Cross the river to Olongapo City and enter a different world. “Gapo” is crowded with people, traffic and buildings all tightly squeezed together. The noise can be overwhelming at times, with shops blaring out different loud music to get your attention and colour-coded jeepneys beep-beeping their horns. (Yellow to the market, blue to Barrio Barreto and orange to, well, somewhere.) Power lines crisscross the roads in a jumble. Street vendors sell fresh fruit and local delicacies. Shops sell everything and anything imaginable. There are two local markets. Colourful venues with fresh meat, fish, eggs, fruit, vegetables and flowers, plus all the usual household stuff. The city is alive with sights and sounds and smells. Watch out for the trikes!
You see Gapo’s motto “Fighting for Excellence” and “Aim High Olongapo” on the transportation jeepneys and trikes. The power of positive thinking is alive and well! And the prevailing mood really does seem to be pretty upbeat. I don’t feel uncomfortable walking around in the main areas after dark…although I probably wouldn’t stay out too late on my own.
How did these two neighbours evolve right next door to each other? Following the Spanish-American war in the late 1800s, Subic Bay became a U.S. naval and marine base. It was occupied by the Japanese during WWII, but the American’s regained control and eventually turned it into the home base of the U.S. 7th Fleet.
In its heyday, Subic Bay was home to the largest U.S. Naval Base in Asia. Olongapo grew up around it providing support and services and fun.
And then Black Saturday arrived on June 15, 1991. That’s the day Mount Pinatubo, less than 50 km to the north, erupted. It covered Subic, Olongapo, nearby Clark Air Force Base and everything in between with volcanic ash. To add to the misery, Typhoon Yunya arrived at the same time. As a result, the wet ash collapsed many structures and more than 800 people died.
Not long afterwards, the Americans pulled out completely. They were slated to leave anyway. Apparently, the Philippines government had voted not to renew their lease at Subic. The Pinatubo eruption just spurred things along. Recovery from the disaster took years. Recovery from the economic impact of the American withdrawal is still ongoing. It took some time for Subic and Clark to reinvent themselves into commercial zones.
U.S. naval ships continue to arrive for repairs, refueling, supplies and R&R. When the big ships are in, it’s a good time to avoid the line-ups at Starbucks. The dockyards are busy with retrofits to ships like Logos Hope and ferries.
Today, the giant Korean shipbuilder Hanjin employs more than 19,000 local workers at a shipyard across the bay. Opened in 2008, they’ve already produced 42 large oil tankers and bulk carriers, several of which are anchored in the harbour.
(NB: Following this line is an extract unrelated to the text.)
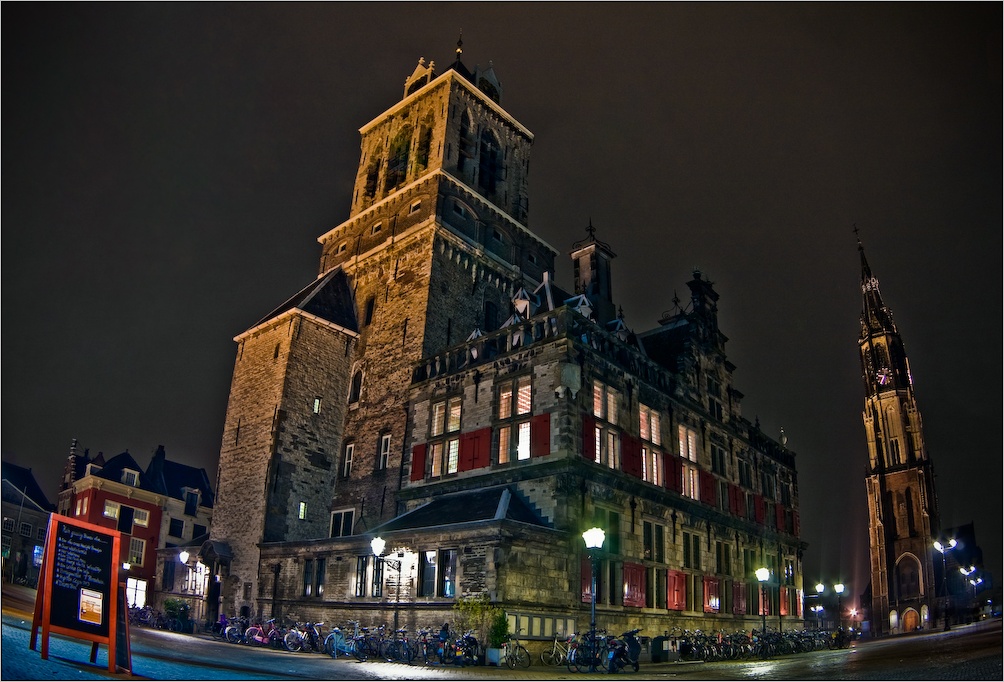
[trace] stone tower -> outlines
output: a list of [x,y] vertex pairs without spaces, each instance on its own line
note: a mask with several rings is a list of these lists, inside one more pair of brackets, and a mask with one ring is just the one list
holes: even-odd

I’ve heard there are plans afoot to expand and add another 10,000 workers.
The old Clark Air Force Base is now known as Clark International Airport and is the home of cheap flights to Hong Kong and other major Asian gateways. A great option close by if we have to make a visa run.
Subic Bay is a deep natural habour and protected anchorage. It’s an excellent place for us to figure out how MOKEN works, provision, begin exploring the waters and islands in the area, and sit out typhoon season, which usually lasts from May through October.
They say that late October to February are the coolest months, but with temperatures already hovering in the low 30s, I’m not sure I’m ready for the heat that comes from March to May. Torrid? You bet!